According to Tech City News, the total investment includes £1.25m equity funding, and £5m of debt for lending to UK SMEs.

The Manchester cloud-based invoice financing service’s backers include investors of property portal giants ZooplaLinkedIn, LoveFilm, and fellow fintech company, TransferWise.

DueCourse launched their invoice software a year ago and is primarily aimed at SMEs who invoice clients on a regular basis.  In a nutshell, the start-up uses it’s propriety risk engine to assess and unlock cash tied up in unpaid invoices.

Company co-founder and CEO Paul Haydock told Tech City News : “We saw the opportunity for a company to disrupt the market and help SMEs get access to the cash they need to fuel their business, in real time.”

In addition, he mentioned in Manchester Evening News that the company started because they realised traditional methods of finance are completely out of sync with what today’s SMEs need. They saw the opportunity for a company to disrupt the market and help SMEs get access to the cash they need to fuel their business, in real time.

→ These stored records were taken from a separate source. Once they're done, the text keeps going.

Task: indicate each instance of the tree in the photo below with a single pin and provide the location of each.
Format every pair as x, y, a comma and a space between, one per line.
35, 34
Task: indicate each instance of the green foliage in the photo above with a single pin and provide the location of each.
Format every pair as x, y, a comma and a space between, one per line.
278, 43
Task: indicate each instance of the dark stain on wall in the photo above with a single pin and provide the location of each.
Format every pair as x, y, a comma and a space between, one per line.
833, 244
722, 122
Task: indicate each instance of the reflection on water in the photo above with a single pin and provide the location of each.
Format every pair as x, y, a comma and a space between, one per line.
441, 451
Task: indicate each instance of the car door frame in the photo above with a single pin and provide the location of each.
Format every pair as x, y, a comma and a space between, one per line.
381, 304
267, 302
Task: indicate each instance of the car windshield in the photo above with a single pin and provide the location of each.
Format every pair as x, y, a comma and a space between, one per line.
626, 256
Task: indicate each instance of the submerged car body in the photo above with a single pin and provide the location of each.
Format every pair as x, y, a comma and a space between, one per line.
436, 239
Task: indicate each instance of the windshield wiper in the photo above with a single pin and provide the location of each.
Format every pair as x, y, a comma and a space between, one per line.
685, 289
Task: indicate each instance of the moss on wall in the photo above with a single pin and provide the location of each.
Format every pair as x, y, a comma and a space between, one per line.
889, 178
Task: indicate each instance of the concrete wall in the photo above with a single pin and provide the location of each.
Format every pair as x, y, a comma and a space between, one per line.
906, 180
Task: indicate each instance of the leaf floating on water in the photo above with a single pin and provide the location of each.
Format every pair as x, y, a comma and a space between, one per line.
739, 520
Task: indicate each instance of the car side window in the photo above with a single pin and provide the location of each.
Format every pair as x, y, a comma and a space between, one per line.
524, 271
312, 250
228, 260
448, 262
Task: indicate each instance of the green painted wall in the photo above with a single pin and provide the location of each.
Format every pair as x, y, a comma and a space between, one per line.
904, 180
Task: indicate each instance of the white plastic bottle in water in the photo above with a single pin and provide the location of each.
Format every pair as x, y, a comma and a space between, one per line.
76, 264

In addition, DueCourse wanted to be viewed as a new kind of cash flow utility – to put it simply, once a business has linked their accounting package for free, the invoice company is there in the background for them to access the money in their unpaid invoices whenever they need it.

Invoice trading is a popular tool for SME finance and according to the Cambridge Centre for Alternative Finance (CCAF), approximately 5015 SMEs used online invoice financing during 2015 so there is plenty of room for growth. DueCourse have stated that they expect to top £16.5 million in SME advances by the end of the year.

Manchester Fintech : Standing on the shoulders of giants


It’s fair to say a lot of firms have taken inspiration from the fintech scene in the capital and this form of disruptive form of tech seems to be of an opportunity rather than a threat.

However, there  are challenges that remain, the need more for more infrastructure within the city as well as continuing to attract talented individuals hat can meet the pace of expansion will be a major area of focus.

Focusing more on the Northern Powerhouse will help transform another UK fintech centre, the likes of Tech North and Tech UK will help support companies that are dotted around the city by giving them the best advice, networks, support and inspiration they need to further the growth and success.